Malgré une apparente accélération de l’épidémie, le docteur Tedros estime qu’il n’est pas indiqué de déclarer une pandémie de Covid-19: «Le terme pandémie ne correspondrait pas aux faits actuels. Il ne ferait que nourrir les peurs.» Pour l’OMS, la capacité de la Chine et d’autres pays à limiter la transmission du coronavirus plaide pour le statu quo, à savoir l’état d’urgence sanitaire de portée internationale. «La baisse significative de cas en Chine va à l’encontre de la logique d’une pandémie», insiste Michael Ryan, chef du programme d’urgence au sein de l’OMS.

«Nous n’en sommes pas encore là, renchérit le docteur Tedros. Le monde n’est pas une réalité en noir et blanc. C’est plus complexe.» Quant au virus lui-même, son ADN n’a pas subi de changement significatif.
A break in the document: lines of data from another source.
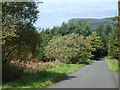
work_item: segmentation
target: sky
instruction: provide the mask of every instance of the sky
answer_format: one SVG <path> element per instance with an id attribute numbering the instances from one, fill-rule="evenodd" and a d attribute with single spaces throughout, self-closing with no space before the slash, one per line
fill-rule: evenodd
<path id="1" fill-rule="evenodd" d="M 38 6 L 38 28 L 60 26 L 72 18 L 117 16 L 117 0 L 42 0 Z"/>

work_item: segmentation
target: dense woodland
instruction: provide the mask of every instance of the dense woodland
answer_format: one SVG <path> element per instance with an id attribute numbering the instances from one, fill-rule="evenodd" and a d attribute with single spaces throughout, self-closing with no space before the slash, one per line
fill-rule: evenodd
<path id="1" fill-rule="evenodd" d="M 76 64 L 104 56 L 118 58 L 115 24 L 101 23 L 93 28 L 89 22 L 71 21 L 39 32 L 34 26 L 39 13 L 37 5 L 35 2 L 2 3 L 3 81 L 20 78 L 24 74 L 19 66 L 11 66 L 12 60 L 59 60 Z"/>

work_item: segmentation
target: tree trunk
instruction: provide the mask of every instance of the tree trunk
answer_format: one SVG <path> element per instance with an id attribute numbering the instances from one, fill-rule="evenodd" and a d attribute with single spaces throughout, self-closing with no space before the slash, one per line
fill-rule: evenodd
<path id="1" fill-rule="evenodd" d="M 118 16 L 120 16 L 120 0 L 118 0 Z M 120 19 L 118 19 L 118 22 L 120 23 Z M 118 46 L 119 46 L 118 58 L 120 65 L 120 25 L 118 25 Z"/>

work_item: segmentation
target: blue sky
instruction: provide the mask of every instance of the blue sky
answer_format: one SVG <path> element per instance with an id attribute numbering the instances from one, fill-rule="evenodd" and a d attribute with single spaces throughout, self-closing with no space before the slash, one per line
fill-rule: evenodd
<path id="1" fill-rule="evenodd" d="M 36 27 L 60 26 L 72 18 L 105 18 L 117 15 L 117 0 L 44 0 L 39 4 L 39 18 Z"/>

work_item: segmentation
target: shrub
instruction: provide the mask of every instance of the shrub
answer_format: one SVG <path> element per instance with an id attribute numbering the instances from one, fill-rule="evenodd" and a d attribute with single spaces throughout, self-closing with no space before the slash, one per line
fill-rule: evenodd
<path id="1" fill-rule="evenodd" d="M 79 34 L 69 34 L 54 37 L 45 48 L 49 59 L 58 59 L 64 63 L 79 63 L 89 59 L 91 55 L 91 40 Z"/>

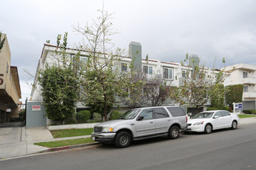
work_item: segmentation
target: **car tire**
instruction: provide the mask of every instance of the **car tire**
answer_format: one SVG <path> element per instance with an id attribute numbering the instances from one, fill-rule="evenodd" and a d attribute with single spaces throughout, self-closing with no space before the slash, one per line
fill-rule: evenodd
<path id="1" fill-rule="evenodd" d="M 119 148 L 126 148 L 130 145 L 131 142 L 131 136 L 126 131 L 119 132 L 115 138 L 115 144 Z"/>
<path id="2" fill-rule="evenodd" d="M 237 122 L 236 121 L 232 121 L 231 129 L 237 129 Z"/>
<path id="3" fill-rule="evenodd" d="M 177 126 L 172 126 L 169 129 L 168 137 L 170 139 L 176 139 L 179 137 L 179 128 Z"/>
<path id="4" fill-rule="evenodd" d="M 206 134 L 210 134 L 213 131 L 213 126 L 210 124 L 206 124 L 205 127 L 205 133 Z"/>

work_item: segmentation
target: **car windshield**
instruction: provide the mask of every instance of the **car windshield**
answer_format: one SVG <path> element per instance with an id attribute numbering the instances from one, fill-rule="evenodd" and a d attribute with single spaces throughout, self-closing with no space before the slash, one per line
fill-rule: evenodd
<path id="1" fill-rule="evenodd" d="M 213 114 L 213 111 L 211 112 L 200 112 L 198 114 L 195 114 L 192 119 L 203 119 L 203 118 L 210 118 Z"/>
<path id="2" fill-rule="evenodd" d="M 141 109 L 130 110 L 122 114 L 119 119 L 133 119 L 140 113 Z"/>

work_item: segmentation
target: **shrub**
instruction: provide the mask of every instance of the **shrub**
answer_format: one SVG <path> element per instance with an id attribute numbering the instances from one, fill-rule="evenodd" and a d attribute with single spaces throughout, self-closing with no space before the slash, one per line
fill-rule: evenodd
<path id="1" fill-rule="evenodd" d="M 230 107 L 227 107 L 227 106 L 223 106 L 223 109 L 228 111 L 229 109 L 230 109 Z"/>
<path id="2" fill-rule="evenodd" d="M 251 111 L 250 110 L 244 110 L 243 112 L 244 114 L 251 114 Z"/>
<path id="3" fill-rule="evenodd" d="M 86 123 L 88 120 L 90 119 L 91 112 L 89 110 L 81 110 L 77 115 L 77 121 L 78 123 Z"/>
<path id="4" fill-rule="evenodd" d="M 244 114 L 256 114 L 256 110 L 254 109 L 244 110 L 243 111 Z"/>
<path id="5" fill-rule="evenodd" d="M 207 111 L 218 110 L 217 107 L 208 107 Z"/>
<path id="6" fill-rule="evenodd" d="M 241 103 L 243 99 L 243 84 L 230 85 L 225 87 L 226 102 L 229 107 L 233 107 L 233 103 Z"/>
<path id="7" fill-rule="evenodd" d="M 102 121 L 102 114 L 97 112 L 93 113 L 93 120 L 96 121 L 96 122 Z"/>
<path id="8" fill-rule="evenodd" d="M 116 120 L 120 117 L 120 113 L 118 110 L 112 110 L 110 113 L 109 120 Z"/>

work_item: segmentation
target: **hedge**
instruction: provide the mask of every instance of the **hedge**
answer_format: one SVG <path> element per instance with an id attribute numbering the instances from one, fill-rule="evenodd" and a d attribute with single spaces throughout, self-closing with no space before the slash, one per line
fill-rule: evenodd
<path id="1" fill-rule="evenodd" d="M 90 119 L 91 112 L 89 110 L 81 110 L 77 113 L 76 118 L 78 123 L 87 123 L 87 121 Z"/>
<path id="2" fill-rule="evenodd" d="M 244 112 L 244 114 L 256 114 L 256 110 L 254 110 L 254 109 L 244 110 L 243 112 Z"/>

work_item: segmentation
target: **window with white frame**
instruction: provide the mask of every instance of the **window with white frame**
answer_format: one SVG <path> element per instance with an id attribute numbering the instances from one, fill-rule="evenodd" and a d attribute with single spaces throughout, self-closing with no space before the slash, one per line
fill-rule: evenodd
<path id="1" fill-rule="evenodd" d="M 164 79 L 173 80 L 173 68 L 164 67 Z"/>
<path id="2" fill-rule="evenodd" d="M 248 87 L 244 86 L 244 92 L 248 92 Z"/>
<path id="3" fill-rule="evenodd" d="M 182 70 L 182 77 L 185 77 L 187 73 L 186 71 Z"/>
<path id="4" fill-rule="evenodd" d="M 127 71 L 128 64 L 125 63 L 121 63 L 121 71 Z"/>
<path id="5" fill-rule="evenodd" d="M 80 70 L 82 70 L 82 69 L 85 70 L 85 64 L 87 62 L 87 57 L 86 56 L 79 56 L 79 60 L 80 60 L 80 63 L 78 65 L 80 65 Z"/>
<path id="6" fill-rule="evenodd" d="M 153 66 L 144 66 L 143 73 L 145 74 L 153 74 Z"/>
<path id="7" fill-rule="evenodd" d="M 87 62 L 87 57 L 86 56 L 80 56 L 80 61 L 83 64 L 86 63 L 86 62 Z"/>

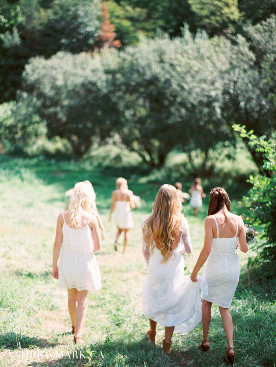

Son taux de mortalité demeure plus ou moins le même, entre 2% et 4% à Wuhan, et 0,7% hors de cette ville. En Iran, le taux de mortalité apparemment très élevé n’est pas un indicateur fiable tant qu’on ne connaît pas l’ampleur exacte des gens infectés. Les nombreux cas identifiés soudain en Iran s’expliquent difficilement. Mais Michael Ryan n’exclut pas que le coronavirus soit présent dans la République islamique depuis plus longtemps qu’on ne l’imagine.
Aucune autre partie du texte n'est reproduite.